Predicting the Stock Market with Reddit Posts

Predicting “meme” stock prices from posts from r/WallStreetBets

Introduction/Motivation

One common misconception about the stock market is that it is for the big boys on Wall Street who sit in their luxurious offices in three-piece suits in nice shiny office buildings in the financial district of New York City. So when retail traders in 2021 successfully short-squeezed GameStop (ticker symbol: GME), a failing brick-and-mortar retail video game store, the people cheered. Through the power of the internet, retail traders from the Reddit forum r/WallStreetbets drove up the price of GME from a closing price of $19.94 on Jan 11th to $347.51 on Jan 19th.

“GME-Stock”

While investment firms and hedge funds lost a total of $10 billion shorting GME, many retail traders cashed in hundreds and thousands of dollars with the leader of the short squeeze, Keith Gill (Reddit username “DeepFuckingValue”) increasing the value of his position from $53,000 to $48 million dollars at the height of the frenzy. GME was not the only stock targeted in short squeeze attempts. Movie theater chain AMC (AMC), Bed Bath and Beyond (BBBY), and even Silver were all targeted by short squeezers on r/WallStreetBets.

Coordinating a targeted short squeeze like this using social media was the first in recent history. We wanted to see if retail traders on r/WallStreetBets actually influenced the price of the GameStop or if there were outside influences. Can everyday people like you and me take control of the mystical stock market? Did this Reddit activity actually influence the price of the stock? To answer these questions our team took the following approach:

  1. Download GME stock price data

  2. Scrape GME related posts from r/WallStreetBets

  3. Run a sentiment analysis on those posts

  4. Compare daily sentiment with stock price movement

  5. Find the most important features that influence stock price

  6. If there was a correlation, use ML to predict future prices based on Reddit posts

Data “Scraping”

Grabbing the stock data was the easiest part. We just downloaded a CSV file from Yahoo with the specified dates. The CSV file gave us opening and closing prices, average daily price, and trade volume for each day. There was no need to access the Yahoo API because the CSV file was well formatted. Why would we do more work if we don’t need to?

The next step was to grab posts from r/WallStreetBets to analyze them. We found an API on GitHub called PushShift API that would let us scrape Reddit posts with more parameters like time, size, and attribute. However, we later found a data set on Kaggle that had already been processed so we simply downloaded it as a CSV. This data set had posts from r/WallStreetBets all the way from 2012. In the end, we did not have to scrape data which saved us some time.

Preprocessing

Before we get to all the juicy stuff we had to preprocess all of the data and run our sentiment analysis. To run a sentiment analysis for each day, we first aggregated all of the content for each day into one string. That way we could get the sentiment for each to compare to price movements in the stock.
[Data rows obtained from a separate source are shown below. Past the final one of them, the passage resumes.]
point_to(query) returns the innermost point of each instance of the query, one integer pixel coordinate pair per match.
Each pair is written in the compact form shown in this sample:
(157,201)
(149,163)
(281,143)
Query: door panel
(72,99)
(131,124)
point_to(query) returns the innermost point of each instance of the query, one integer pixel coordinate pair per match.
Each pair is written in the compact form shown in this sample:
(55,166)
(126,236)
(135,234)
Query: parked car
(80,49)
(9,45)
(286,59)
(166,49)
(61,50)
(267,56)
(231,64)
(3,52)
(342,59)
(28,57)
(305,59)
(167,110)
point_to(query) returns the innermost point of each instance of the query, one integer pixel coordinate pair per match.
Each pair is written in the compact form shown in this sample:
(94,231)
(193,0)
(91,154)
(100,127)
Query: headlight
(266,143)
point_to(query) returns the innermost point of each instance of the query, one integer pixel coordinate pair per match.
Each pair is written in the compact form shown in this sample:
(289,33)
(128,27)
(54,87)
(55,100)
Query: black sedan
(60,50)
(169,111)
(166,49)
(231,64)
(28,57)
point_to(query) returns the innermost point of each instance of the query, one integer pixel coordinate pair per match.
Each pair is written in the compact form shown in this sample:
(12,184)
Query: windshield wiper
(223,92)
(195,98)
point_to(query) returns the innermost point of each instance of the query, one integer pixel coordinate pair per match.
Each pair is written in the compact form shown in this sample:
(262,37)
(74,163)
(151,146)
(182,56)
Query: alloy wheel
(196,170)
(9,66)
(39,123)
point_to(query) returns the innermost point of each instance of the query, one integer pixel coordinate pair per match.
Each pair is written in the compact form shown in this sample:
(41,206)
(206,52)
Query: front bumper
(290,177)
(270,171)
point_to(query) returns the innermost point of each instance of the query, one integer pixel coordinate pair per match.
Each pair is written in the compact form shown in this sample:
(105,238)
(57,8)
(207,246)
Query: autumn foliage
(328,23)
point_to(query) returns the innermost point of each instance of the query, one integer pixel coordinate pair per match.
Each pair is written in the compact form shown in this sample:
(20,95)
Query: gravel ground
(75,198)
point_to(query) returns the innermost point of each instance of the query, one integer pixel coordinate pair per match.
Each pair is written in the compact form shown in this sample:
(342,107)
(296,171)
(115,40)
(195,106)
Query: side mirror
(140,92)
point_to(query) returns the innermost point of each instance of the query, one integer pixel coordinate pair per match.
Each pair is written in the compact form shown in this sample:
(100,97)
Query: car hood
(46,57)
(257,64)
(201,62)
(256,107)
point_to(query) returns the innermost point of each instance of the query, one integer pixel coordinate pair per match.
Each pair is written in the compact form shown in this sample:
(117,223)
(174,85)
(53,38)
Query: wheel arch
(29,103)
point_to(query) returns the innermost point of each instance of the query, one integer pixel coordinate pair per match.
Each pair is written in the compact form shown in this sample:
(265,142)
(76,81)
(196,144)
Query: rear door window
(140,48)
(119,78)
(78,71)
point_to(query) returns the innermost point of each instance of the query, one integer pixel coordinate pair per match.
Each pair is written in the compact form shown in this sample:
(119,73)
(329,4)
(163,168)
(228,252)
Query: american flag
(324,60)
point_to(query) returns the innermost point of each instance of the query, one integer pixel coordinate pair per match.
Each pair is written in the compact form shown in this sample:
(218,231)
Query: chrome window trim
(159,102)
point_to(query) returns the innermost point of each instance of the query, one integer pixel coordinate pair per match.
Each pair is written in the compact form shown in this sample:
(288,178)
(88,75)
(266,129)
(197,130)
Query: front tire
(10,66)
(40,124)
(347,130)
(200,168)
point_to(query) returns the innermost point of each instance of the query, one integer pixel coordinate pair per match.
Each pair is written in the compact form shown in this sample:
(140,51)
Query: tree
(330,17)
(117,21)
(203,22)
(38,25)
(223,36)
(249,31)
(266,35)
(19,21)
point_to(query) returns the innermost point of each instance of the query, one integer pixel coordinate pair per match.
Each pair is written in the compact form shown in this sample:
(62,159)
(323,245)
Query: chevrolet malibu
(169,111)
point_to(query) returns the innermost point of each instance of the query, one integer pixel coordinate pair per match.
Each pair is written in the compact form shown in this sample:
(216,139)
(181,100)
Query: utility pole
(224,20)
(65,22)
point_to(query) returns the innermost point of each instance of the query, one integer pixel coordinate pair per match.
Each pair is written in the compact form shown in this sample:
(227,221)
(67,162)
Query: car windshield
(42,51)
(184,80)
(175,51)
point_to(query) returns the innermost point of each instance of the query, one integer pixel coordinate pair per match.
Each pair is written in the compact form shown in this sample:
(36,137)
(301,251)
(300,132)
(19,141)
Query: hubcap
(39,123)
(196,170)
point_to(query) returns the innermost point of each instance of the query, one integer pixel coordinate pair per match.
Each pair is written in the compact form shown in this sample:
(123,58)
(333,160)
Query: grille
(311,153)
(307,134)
To run a sentiment analysis we used the VADER sentiment analyzer. This was a natural choice for this project because VADER could already handle emojis and slang terms. However, we had to update VADER’s “score” for some emojis. VADER automatically assigns a value between -4 and 4 for words and emojis which shows how positive or negative they are. For example, the word “hate” would be close to -4 while the word “love” would be close to 4. For emojis, VADER converts them to words first and then analyzes them. If you try to run the fire emoji through VADER, it would convert the emoji to the word fire and then assign a score that is more negative than positive. This is a slight problem for our purposes because r/WallStreetBets uses many emojis and slang terms that have different sentiment scores than VADER’s default values.

“”

To update the values of common emojis used in this Reddit community we looked up VADER’s emoji translations. For example, the diamond emoji was “gem” and the rocket emoji was “rocket” Then we could manually update commonly found emojis in the community before running all of our posts through the sentiment analyzer.

    def __init__(self, name):
     “””The constructor of the SqueezeNet class”””
     self.custom_emoji_scores = {
     ‘rocket’: 4.0,
     ‘gem stone’: 4.0,
     ‘raising hands’: 3.0,
     ‘bull’: 3.5,
     ‘bear’: -3.5,
     ‘toilet paper’: -4,
     ‘fire’: 3.0,
     ‘green’: 2,
     ‘red’: -2
     }

Another problem we ran into was time considerations. The stock market is closed on weekends and federal holidays so we had to consider which days each post would impact. Conveniently, each post in the Kaggle dataset was marked with epoch time. After writing a function that converts epoch time into a readable date (UTC time), we decided that posts from the weekend and holidays should impact the next market date and that posts after market close (2100 UTC) should also impact the next market open date.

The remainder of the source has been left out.